I haven't had a course or any formal training in statistics so I apologize in advance for any butchered explanation/terminology.
Consider a particle at the origin pointing in some direction. It rests in a uniform magnetic field and given a kick. See image:
Unless $\theta = 0,\pi$, it will take a finite amount of time to hit one of the two represented planes. The particle will travel in the familiar helix pattern and as such two angles are unnecessary. We consider $\theta'$, the angle from the plane normals. Then the time of flight is easily found from the transverse velocity,
$$ t = \frac{d}{v}\frac{1}{\cos\theta'} $$
$d$ and $v$ are constant (to simplify things). The only distribution going into this is the emission angle (isotropic). I understand this to be generated as $\theta' = \arccos(1 - 2q)$ with the uniform $q:[0, 1)$.
The question at this point, is what is the PDF for $t$? I.e. what's the probability of a particle reaching a plane within some window $[t_i, \, t_i+dt]$?
Side comment: If anyone's got any good stat book recommendations, that'd be awesome.

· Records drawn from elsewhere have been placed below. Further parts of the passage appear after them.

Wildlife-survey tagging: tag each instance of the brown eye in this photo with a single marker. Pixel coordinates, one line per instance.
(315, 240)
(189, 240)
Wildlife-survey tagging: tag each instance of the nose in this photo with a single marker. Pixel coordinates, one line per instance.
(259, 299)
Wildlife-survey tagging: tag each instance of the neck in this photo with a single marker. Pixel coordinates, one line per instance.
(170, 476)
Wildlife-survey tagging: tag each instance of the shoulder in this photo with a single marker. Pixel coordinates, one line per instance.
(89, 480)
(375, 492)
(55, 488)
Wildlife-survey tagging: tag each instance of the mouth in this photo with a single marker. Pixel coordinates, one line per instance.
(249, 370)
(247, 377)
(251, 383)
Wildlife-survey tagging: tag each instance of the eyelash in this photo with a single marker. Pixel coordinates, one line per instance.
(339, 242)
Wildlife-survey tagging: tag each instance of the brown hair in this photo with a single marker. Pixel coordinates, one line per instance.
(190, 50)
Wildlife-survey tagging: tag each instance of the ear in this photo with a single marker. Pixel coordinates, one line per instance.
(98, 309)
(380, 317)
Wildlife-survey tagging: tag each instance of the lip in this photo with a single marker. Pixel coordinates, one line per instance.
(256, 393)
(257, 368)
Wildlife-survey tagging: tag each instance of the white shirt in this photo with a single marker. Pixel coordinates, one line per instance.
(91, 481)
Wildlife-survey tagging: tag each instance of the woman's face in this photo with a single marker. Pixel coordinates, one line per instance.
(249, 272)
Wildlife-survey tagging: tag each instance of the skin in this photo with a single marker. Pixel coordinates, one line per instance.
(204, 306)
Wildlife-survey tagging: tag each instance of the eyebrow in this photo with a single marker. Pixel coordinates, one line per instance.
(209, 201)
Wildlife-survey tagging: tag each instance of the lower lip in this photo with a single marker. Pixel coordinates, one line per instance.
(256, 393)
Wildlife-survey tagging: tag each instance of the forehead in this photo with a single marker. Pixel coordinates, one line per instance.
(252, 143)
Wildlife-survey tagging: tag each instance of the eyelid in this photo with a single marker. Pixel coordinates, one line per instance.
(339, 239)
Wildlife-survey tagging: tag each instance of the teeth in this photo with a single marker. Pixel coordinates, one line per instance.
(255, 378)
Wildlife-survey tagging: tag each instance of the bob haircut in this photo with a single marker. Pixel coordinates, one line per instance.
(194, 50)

Modify $T = \frac{d}{v |\cos \theta'|}$ because walls are symmetric in both directions
$$\theta' = \cos^{-1}(1-2q)$$
So
$$T = \frac{d}{v |1 - 2q|}$$
To avoid annoying absolute values, assume $q' \sim U(0, 0.5)$, because the other half produces exactly the same result, so has the same impact on the time distribution. So
$$T = \frac{d}{v (1 - 2q')}$$
According to Theorem 4.1, given a monotonic relationship between $T$ and $q$, the PDF of a function of a random variable can be written as
$$ \rho(T) = \rho(q') \bigl| \frac{dq'}{dT} \bigr| = \rho(q') \bigl| -\frac{v}{2d}(1-2q')^2 \bigr| $$
Finally, we must plug in explicit expression $q' = \frac{1}{2}\bigl (1 - \frac{d}{Tv} \bigr)$ to get
$$ \rho(T) = \rho (q') \frac{d}{2vT^2} = \frac{d}{vT^2} $$
with the constraint that $q' \in [0, 0.5]$, which translates to the constraint $T > T_{\min} = \frac{d}{v}$. The same theorem prescribes that $\rho(T) = 0$ whenever the constraint is not met, which makes sense, because it is not possible to reach the target faster.